The Auschwitz Memorial Anti-Defamation League condemned such protests for mocking the Holocaust and attempting to intimidate Jewish communities. Despite these condemnations, antivaccine attitudes became entrenched, and activists persuaded parents in Texas to apply for vaccine exemptions in unprecedented numbers. More than 70,000 schoolchildren were denied access to at least one vaccine according to the Texas State Department of Health Services. “In parallel, anti-vaccine activists targeted insular Orthodox Jewish groups in New York and New Jersey, holding town hall meetings while distributing pamphlets with disinformation. Vaccination rates declined and an outbreak of more than 300 measles cases ensued among these groups in Rockland County and elsewhere in New York in 2018–2019, requiring multiple hospitalizations and intensive care unit (ICU) admissions, the Texas pediatrician wrote.
The extent of antivaccine activism among haredi communities and how much it arose organically versus deliberate targeting by outside forces requires additional study.
AS THE COVID-19 pandemic unfolded, the health-freedom language used to oppose childhood immunizations was repurposed to galvanize opposition to COVID vaccines… Extremist members of the US House of Representatives disparaged vaccines, as did several US Senators and governors. On Twitter, one House Member compared vaccinators to “medical brown shirts.” Tragically, anti-COVID vaccine rhetoric and sentiments were amplified nightly in 2021 by the conservative media. In time, the Proud Boys, a group described as having members and who “regularly spout white nationalist memes and maintain affiliations with known extremists,” began marching at antivaccine rallies.

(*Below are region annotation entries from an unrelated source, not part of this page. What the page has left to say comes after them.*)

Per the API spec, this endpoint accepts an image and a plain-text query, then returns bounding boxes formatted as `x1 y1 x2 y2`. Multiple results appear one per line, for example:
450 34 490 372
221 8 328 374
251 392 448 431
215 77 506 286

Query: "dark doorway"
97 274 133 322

“The consequences were devastating – health analyst Charles Gaba as well as multiple news outlets analyzed data to find a sharp partisan political divide in vaccination rates, with overwhelmingly high rates of COVID deaths in Republican-majority states, the so-called Red States, and counties where COVID vaccination rates were the lowest.”

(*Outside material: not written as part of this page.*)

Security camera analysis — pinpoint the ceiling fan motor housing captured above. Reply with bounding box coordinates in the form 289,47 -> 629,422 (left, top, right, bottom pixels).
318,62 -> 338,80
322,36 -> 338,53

Hotez disclosed that he was “stalked at a Houston shul during a High Holiday service. Increasingly, antisemitism converged with a growing anti-science ecosystem. "Despite such distractions, I co-lead a team of scientists at the Texas Medical Center that develops new vaccines for orphaned or neglected diseases. A decade ago, we began developing coronavirus vaccines for SARS and MERS because at that time there was little commercial interest in such vaccines. However, when the COVID virus sequence became available in January 2020 we were able to pivot our program to developing a low-cost COVID vaccine technology.”
Past approaches that focused on providing timely and accurate vaccine information remain essential, he concluded, “but increasingly, they are inadequate to overcome this powerful new force now firmly embedded in the politics of the US and authoritarian governments worldwide. The same is true for its antisemitic leanings. Because antivaccine activism is now firmly embedded in national political infrastructures and has moved beyond the health sector, we must recognize how traditional public health approaches will not be adequate for a counter-response. Therefore, we must look beyond the health sector to experts in modern socioeconomics and geopolitics. The stakes are high, given that antivaccine activism is rapidly expanding and taking on an increasingly dark and sinister element.”